With a chuckle of grave satis

faction, the banker threw himself back in the fly, and as they drove rapidly through the town he waved his hand or doffed his hat at every twenty yards. There was cordiality in every look that greeted him, and many who saw him go by turned and gazed with admiration and envy after the fine rich jovial banker.

No wonder he looked pleased. An hour ago, less than an hour ago, he had, upon reading that note, almost come to the conclusion that Sir Alexander Midharst had discovered he, Grey, had 'borrowed' every penny of the immense sum confided to his charge by the baronet. Such a discovery would have been to him simply and literally fatal.

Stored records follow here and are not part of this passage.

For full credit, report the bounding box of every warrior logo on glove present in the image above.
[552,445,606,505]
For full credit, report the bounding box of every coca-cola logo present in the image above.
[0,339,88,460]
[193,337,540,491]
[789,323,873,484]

Early in this year, when he disclosed the secret of the Bank to his mother, he and it were bankrupt, and all the depositors' money was gone. Pressure after pressure had come upon him after that, and all such demands had been met by 'borrowing' the baronet's savings without the baronet's consent.

Three months ago he was a bankrupt, now he was a bankrupt and a thief. He had no more right to take those consols out of the Midharst chest than to put his hand into any customer's pocket and take out his purse. He had glided into the thing gradually, beginning by borrowing twenty thousand pounds, which he caused to be lodged to his own credit at his London agents' in the name of Barrington, Ware, & Duncan, an imaginary firm of Boston merchants, who remitted the money through their London agent on account of supposititious dealings in hides on the western coast of the United States.

The twenty thousand had only stopped the gap for a few days. Then heavier and heavier bills came to maturity, and before there

was any general uneasiness in the commercial world, one hundred thousand pounds of the baronet's savings had been 'borrowed.'

Then came ugly rumours of heavy banking establishments; and although the Daneford Bank was always spoken of with the highest esteem in the district, the city, and in such quarters of London as it was known, the accommodation market had got very much straitened, and the Daneford Bank's London agents not only hinted that they did not care to make any addition to their advances, but sounded Grey as to the possibility of their being able to get a little advance from him. Could he let them have fifty thousand for six weeks on Argentines they did not want to sell?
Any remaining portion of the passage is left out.